Wednesday, 1 July 2026

The Hypocrisy of NATO's Illegal War On Iran - Part 20

Unlike the UK, the US is a huge economy. Unlike the UK, the US, also, has long established trade with its neighbours in Canada, Mexico and Central and South America. So, the US can, within its own borders, do what the Brexiters ridiculously claimed that Britain could do. It can set its own rules, and those that wish to operate within the US, or to export to it, have to accept those rules, including the EU and China. Even so, the US was led to create NAFTA, before Trump blew it up, and was then led to replace it with the MCA. Because Trump sees himself as an old style King or colonial Emperor, rather than as a modern imperialist, he is driven in the same general direction, but using the old, abandoned methods of colonialism, land grabs, militarism and annexation. Its what his vulgar approach to Canada, Greenland/Iceland and so on reflects. No wonder his ideology fits seamlessly with the ethnonationalist/racist, settler-colonial ideology of Zionism.

From the perspective of industrial capital, in the abstract, all of these different rules and regulations are irrational, and an impediment to its free expansion. Its why industrial capitalism, in its first flush, had to get rid of all the multiplicity of rules and regulations of feudalism, and create the nation state. The railways provided another example of it, as they quickly required a standardisation of gauge for the tracks, which, also, meant a standardisation of the locomotives and carriages. It also brought about a standardisation of time without which train timetables would have been meaningless. The Bolsheviks, who had appreciated, all of this, and the scientific management methods of the Taylorists, as one of their first revolutionary changes in production, in the USSR, introduced a comprehensive standardisation of sizes and so on, down to the smallest component of production.
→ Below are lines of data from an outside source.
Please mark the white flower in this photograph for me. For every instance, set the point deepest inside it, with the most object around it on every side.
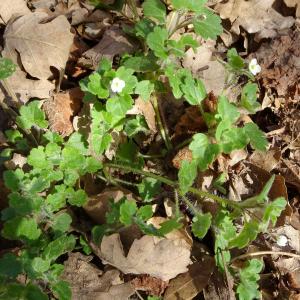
(282, 240)
(117, 85)
(254, 67)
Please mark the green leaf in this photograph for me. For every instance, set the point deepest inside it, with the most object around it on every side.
(61, 222)
(273, 211)
(127, 211)
(40, 265)
(156, 41)
(144, 88)
(249, 97)
(21, 227)
(201, 224)
(31, 115)
(187, 174)
(141, 63)
(234, 60)
(247, 235)
(149, 188)
(227, 111)
(136, 125)
(61, 290)
(154, 9)
(248, 287)
(37, 158)
(207, 24)
(10, 265)
(119, 105)
(257, 137)
(145, 212)
(194, 91)
(168, 226)
(78, 198)
(203, 151)
(95, 86)
(143, 28)
(58, 247)
(193, 5)
(7, 68)
(13, 179)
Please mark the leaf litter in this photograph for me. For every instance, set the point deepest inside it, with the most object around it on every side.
(166, 260)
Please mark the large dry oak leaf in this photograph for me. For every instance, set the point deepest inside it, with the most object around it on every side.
(40, 45)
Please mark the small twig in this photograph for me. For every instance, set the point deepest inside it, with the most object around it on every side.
(261, 253)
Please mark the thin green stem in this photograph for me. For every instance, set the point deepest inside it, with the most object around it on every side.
(174, 184)
(162, 129)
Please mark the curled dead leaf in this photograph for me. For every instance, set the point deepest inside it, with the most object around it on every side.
(157, 257)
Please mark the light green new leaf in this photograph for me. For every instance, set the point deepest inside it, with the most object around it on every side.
(234, 60)
(257, 137)
(201, 224)
(119, 105)
(61, 222)
(203, 151)
(32, 115)
(194, 90)
(37, 158)
(21, 227)
(193, 5)
(248, 287)
(7, 68)
(127, 211)
(149, 188)
(61, 290)
(96, 87)
(187, 174)
(58, 247)
(156, 41)
(40, 265)
(249, 97)
(227, 111)
(155, 9)
(207, 24)
(144, 88)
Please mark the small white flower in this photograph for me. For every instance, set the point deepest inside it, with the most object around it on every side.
(282, 240)
(117, 85)
(254, 67)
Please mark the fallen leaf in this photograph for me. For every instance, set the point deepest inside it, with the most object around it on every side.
(188, 285)
(61, 108)
(26, 89)
(89, 283)
(146, 109)
(40, 45)
(255, 16)
(8, 8)
(114, 42)
(157, 257)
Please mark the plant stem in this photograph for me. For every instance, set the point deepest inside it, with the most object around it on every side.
(174, 184)
(162, 129)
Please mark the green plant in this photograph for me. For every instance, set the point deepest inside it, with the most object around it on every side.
(42, 198)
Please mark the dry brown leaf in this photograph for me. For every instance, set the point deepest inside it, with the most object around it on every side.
(40, 45)
(255, 16)
(89, 283)
(61, 108)
(294, 3)
(114, 42)
(157, 257)
(146, 109)
(8, 8)
(26, 88)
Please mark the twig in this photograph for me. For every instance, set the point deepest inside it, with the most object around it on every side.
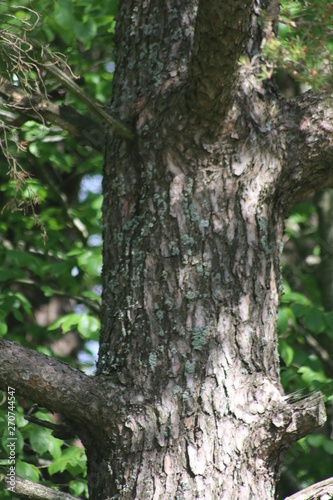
(94, 107)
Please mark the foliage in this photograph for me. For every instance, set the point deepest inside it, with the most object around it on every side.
(305, 341)
(303, 51)
(50, 230)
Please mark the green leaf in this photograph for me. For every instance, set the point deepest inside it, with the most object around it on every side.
(3, 328)
(86, 31)
(79, 488)
(40, 439)
(314, 320)
(88, 325)
(27, 471)
(72, 457)
(286, 352)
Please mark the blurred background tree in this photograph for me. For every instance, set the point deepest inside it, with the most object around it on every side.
(51, 229)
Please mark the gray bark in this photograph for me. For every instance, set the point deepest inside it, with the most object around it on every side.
(188, 402)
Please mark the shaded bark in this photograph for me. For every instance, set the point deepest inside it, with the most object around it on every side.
(187, 401)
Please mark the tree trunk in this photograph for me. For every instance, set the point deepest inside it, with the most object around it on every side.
(186, 401)
(193, 223)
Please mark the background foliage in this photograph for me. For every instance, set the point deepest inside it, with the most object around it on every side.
(50, 225)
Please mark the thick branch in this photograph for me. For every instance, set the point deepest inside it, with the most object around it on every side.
(31, 490)
(305, 130)
(324, 489)
(53, 384)
(38, 107)
(221, 34)
(116, 125)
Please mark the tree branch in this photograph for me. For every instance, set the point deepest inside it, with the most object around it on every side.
(55, 385)
(94, 107)
(324, 489)
(31, 490)
(38, 107)
(305, 131)
(221, 34)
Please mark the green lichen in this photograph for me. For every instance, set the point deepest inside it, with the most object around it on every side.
(152, 360)
(168, 304)
(159, 315)
(187, 240)
(174, 250)
(176, 390)
(189, 367)
(204, 223)
(191, 295)
(199, 337)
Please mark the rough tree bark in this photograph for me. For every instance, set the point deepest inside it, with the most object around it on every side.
(186, 402)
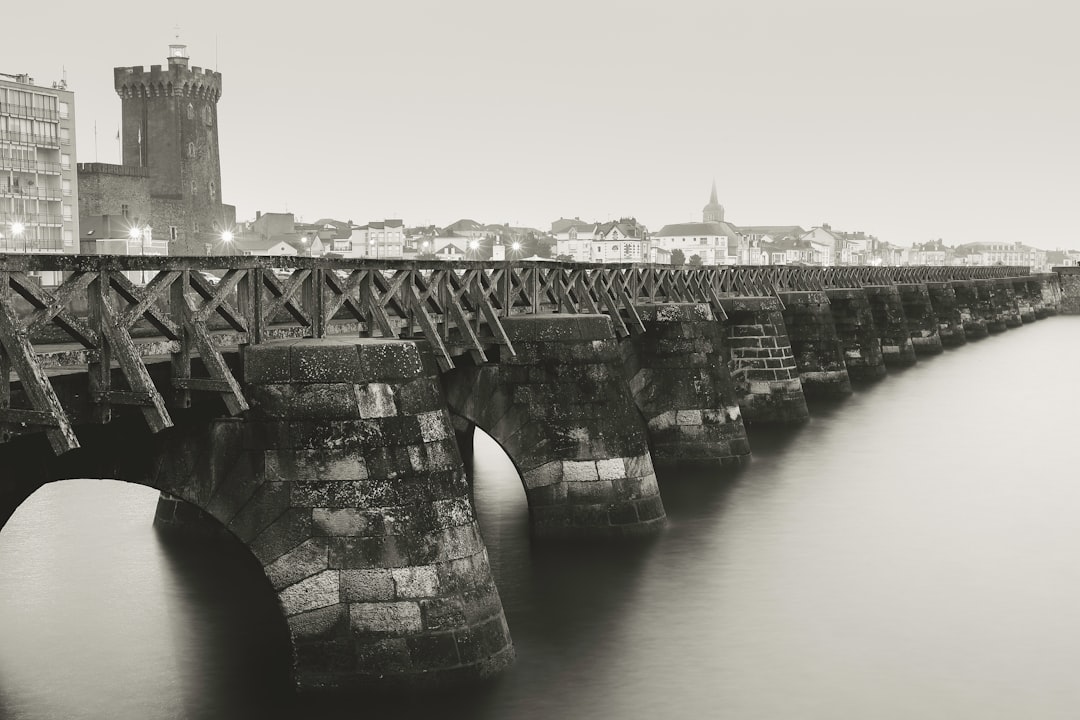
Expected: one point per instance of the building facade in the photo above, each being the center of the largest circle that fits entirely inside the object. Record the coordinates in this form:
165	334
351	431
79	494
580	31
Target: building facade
39	192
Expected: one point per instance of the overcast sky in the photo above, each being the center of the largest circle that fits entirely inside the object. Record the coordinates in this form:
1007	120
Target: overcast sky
909	120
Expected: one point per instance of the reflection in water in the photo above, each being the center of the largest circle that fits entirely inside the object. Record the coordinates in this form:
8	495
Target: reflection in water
912	553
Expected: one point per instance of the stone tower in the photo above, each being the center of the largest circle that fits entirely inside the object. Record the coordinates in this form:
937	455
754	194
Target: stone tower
170	127
713	212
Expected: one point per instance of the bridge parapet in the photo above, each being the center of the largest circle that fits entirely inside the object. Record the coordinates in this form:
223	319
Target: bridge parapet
120	310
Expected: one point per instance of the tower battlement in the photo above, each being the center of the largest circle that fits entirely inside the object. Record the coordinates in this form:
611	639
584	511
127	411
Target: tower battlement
135	81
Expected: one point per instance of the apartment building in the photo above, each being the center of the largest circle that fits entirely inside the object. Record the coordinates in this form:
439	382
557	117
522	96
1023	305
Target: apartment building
39	194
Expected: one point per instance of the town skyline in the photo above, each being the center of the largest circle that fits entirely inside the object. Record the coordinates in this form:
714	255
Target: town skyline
909	124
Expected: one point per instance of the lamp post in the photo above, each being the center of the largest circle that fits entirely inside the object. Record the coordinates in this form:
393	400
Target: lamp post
16	231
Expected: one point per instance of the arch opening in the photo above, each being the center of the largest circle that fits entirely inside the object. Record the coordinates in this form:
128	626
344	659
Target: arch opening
138	624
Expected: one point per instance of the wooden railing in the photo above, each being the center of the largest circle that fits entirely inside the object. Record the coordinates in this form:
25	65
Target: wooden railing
105	316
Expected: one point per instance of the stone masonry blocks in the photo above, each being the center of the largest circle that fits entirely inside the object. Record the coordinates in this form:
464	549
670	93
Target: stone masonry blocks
761	362
853	318
376	556
563	410
815	344
680	382
890	322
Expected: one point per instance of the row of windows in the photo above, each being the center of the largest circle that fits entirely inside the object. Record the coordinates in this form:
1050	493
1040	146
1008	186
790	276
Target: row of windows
28	98
27	126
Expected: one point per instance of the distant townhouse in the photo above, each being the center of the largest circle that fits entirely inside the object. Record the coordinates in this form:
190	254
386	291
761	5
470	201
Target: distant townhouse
380	240
712	242
828	246
1008	254
622	241
756	241
575	239
933	253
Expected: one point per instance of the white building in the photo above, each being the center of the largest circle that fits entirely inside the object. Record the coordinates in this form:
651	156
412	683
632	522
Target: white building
713	242
39	197
383	240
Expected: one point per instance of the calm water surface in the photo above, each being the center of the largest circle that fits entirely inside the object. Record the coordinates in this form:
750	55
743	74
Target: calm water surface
913	552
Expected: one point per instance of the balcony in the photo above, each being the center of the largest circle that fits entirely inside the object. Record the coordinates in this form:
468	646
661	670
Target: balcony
27	138
27	111
35	192
29	165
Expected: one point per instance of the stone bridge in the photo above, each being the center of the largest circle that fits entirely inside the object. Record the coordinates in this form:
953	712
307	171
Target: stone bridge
315	409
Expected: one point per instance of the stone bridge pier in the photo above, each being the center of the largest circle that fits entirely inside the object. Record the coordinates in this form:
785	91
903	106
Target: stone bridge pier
1004	302
943	300
921	321
970	309
678	376
360	511
563	411
1025	300
990	306
854	326
819	353
891	325
345	483
761	362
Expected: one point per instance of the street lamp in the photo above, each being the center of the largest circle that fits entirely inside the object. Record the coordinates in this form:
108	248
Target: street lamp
16	230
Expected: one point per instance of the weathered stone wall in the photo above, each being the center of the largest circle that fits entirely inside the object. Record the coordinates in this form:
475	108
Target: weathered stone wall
1051	288
854	327
1070	289
1004	302
921	321
360	511
562	409
678	376
891	325
1025	302
947	311
971	309
818	351
989	306
761	362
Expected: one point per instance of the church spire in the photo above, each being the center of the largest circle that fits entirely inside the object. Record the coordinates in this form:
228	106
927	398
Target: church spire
713	212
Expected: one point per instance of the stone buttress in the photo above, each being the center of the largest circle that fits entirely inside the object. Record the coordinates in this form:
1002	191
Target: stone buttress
1025	299
562	409
891	325
989	306
947	311
1004	302
854	326
970	308
819	353
761	362
678	376
1053	288
363	519
921	321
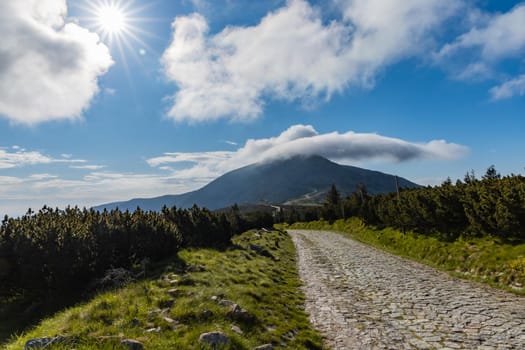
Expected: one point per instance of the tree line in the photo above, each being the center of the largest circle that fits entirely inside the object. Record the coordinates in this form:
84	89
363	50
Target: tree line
493	205
48	252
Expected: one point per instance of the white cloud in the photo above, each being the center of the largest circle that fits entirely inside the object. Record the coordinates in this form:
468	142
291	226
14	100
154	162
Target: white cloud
292	55
48	67
88	167
21	158
305	140
509	89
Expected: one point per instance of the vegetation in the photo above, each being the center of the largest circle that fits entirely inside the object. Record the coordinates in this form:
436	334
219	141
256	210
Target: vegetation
181	297
491	206
52	257
485	259
474	228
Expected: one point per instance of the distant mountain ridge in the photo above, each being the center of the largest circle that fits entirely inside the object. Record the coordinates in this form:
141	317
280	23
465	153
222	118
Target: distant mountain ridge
280	181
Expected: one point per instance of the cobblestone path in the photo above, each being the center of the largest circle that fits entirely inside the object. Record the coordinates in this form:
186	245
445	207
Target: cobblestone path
361	298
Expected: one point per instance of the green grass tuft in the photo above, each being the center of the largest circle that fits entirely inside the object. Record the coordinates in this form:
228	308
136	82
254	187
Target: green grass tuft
171	309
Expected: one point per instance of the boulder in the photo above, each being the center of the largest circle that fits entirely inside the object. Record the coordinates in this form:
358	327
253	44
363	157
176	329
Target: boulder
132	344
40	343
264	347
238	313
214	338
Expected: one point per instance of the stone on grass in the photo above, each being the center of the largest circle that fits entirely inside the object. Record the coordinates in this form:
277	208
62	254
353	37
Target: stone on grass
225	302
238	313
173	292
237	329
40	343
132	344
214	338
264	347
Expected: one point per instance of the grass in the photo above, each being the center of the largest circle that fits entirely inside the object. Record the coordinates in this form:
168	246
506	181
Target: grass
487	260
173	307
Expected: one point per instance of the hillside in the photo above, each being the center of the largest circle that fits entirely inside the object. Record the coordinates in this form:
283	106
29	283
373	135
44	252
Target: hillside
248	292
298	180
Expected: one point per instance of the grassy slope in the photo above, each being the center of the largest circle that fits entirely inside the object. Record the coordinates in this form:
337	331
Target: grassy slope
486	260
267	288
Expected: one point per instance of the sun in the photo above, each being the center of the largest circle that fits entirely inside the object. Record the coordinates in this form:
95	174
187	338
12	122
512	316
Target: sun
111	19
119	25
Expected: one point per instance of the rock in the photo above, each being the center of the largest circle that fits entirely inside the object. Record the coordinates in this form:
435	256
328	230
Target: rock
260	250
238	313
173	323
173	292
214	338
225	302
154	311
132	344
166	303
237	330
40	343
195	268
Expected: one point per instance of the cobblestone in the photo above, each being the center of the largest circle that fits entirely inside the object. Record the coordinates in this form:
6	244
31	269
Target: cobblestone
359	297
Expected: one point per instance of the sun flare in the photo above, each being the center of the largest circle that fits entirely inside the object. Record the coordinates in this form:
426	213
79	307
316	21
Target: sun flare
111	19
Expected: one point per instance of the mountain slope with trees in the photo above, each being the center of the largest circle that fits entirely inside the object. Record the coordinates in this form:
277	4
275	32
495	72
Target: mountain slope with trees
273	182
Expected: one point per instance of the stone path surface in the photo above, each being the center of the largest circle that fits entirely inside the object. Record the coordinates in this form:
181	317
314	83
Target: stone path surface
361	298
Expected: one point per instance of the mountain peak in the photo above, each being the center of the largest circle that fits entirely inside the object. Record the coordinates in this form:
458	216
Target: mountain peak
274	181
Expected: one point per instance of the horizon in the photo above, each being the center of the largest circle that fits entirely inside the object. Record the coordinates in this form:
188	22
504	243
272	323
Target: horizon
137	99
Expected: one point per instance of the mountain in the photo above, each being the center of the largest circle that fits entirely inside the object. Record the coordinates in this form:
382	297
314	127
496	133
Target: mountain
296	180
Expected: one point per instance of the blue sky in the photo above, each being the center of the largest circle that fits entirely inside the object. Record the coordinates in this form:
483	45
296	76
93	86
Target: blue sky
166	95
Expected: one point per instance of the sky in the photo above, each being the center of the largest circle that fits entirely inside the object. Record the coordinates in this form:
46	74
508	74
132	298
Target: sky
108	100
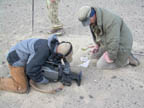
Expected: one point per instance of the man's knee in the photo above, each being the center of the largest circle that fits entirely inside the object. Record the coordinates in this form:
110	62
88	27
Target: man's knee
22	88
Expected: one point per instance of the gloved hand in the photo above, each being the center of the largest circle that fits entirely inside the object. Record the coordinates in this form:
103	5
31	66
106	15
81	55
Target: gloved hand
43	81
106	57
95	49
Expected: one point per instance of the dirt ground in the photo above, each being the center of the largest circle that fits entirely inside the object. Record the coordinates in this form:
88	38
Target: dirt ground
121	88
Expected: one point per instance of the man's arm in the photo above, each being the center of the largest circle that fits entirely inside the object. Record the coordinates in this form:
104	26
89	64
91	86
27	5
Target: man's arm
34	66
113	39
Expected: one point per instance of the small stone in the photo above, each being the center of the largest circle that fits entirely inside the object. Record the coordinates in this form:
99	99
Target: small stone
81	97
90	96
113	77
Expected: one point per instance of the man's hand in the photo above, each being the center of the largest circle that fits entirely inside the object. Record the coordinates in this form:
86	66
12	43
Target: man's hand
95	49
106	57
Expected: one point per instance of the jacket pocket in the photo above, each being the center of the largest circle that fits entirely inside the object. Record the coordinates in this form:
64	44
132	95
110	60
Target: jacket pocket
13	57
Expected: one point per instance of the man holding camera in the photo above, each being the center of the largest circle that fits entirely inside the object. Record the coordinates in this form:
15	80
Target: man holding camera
26	59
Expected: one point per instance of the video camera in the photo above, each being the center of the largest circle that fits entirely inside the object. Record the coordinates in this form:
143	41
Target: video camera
60	72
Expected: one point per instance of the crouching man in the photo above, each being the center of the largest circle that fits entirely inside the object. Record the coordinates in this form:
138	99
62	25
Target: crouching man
111	35
26	59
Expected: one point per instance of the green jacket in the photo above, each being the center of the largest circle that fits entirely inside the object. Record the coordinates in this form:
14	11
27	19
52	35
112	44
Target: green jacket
112	35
Not only did it make production of each component much cheaper, because they were now produced on a much larger scale, but the industries using those components no longer had to waste time in production, ensuring they had the right size of component, taken from the stock room. It also meant that the actual amount of capital held unproductively as stock was reduced. Without such standardisation, none of the advantages of assembly line production, or of time and motion studies could have been realised. When the US sent a delegation to the USSR in the 1920's, that lesson was quickly observed, and the US, in turn, implemented a similar process of standardisation. The example of the social-democratic/corporatist ideas of Herbert Hoover find a pale reflection in the ideas, as far as they can be discerned, of Andy Burnham. But, it also, shows why, if Brexit was a reactionary, delusional adventure, the growing claims about the benefits of breaking up even the nation state, and return to the divisions of regionalism, each ruled over by their own local Bonaparte, are even more reactionary and delusional.

US imperialism has discovered that, although it remains the dominant industrial capital, in many areas of production, having, as I noted earlier, moved away from the old labour intensive, manufacturing and extractive industries, and into new capital intensive spheres, it is China that now dominates global manufacturing industry, and as with the process of combined and uneven development throughout history, it is China and India that are rapidly developing in those areas of high-tech industries into which US industrial capital previously shifted. The rise of China as the global manufacturing superpower, over the last 40 years, had other consequences. It is that manufacturing industry that absorbs huge amounts of raw materials, and China developed global trading relations with many countries in South America, Africa, Australia, and the Middle-East that supply it with those raw materials, and primary products.

At a time when US imperialism was more concerned to have Dollars flowing back to the US to buy up financial assets, so as to keep its asset price bubbles inflating, Chinese imperialism, was paying for its raw materials, energy supplies and other primary products, by exporting not only vast amounts of cheap manufactured commodities, but also by exporting capital. It set up production in DRC etc., to mine the copper that was then exported to China, and those mines used Chinese machines and so on. Like British imperialism in India, in the 19th century, China invested in the creation of additional infrastructure in these countries, tying them ever closer to Beijing. By contrast, the US offered the opportunity to buy already inflated US financial and property assets, the attraction of which was undermined when that bubble burst in 2008, but being, also, another reason that having built its model around it, US imperialism had to reflate it. Alternatively, US imperialism offered to build luxury hotels and facilities for the global elite, in these, economies as with Dubai, which offer little benefit for the masses in those countries, other than the chance to work as a precarious labourer serving the wishes of that elite.

In Afghanistan, US imperialism exported its troops and weapons, to wreak destruction rather than construction. When it ultimately left, the Taliban simply returned, because, unlike with Britain's involvement in India, US involvement in Afghanistan resulted in no export of capital, no industrial development of the economy, no creation of a modern working-class, as the basis of modernising ideas. Once again, as US imperialism and its subordinates withdrew from Afghanistan, it is China that is establishing those kinds of relations, as it develops trade and investment.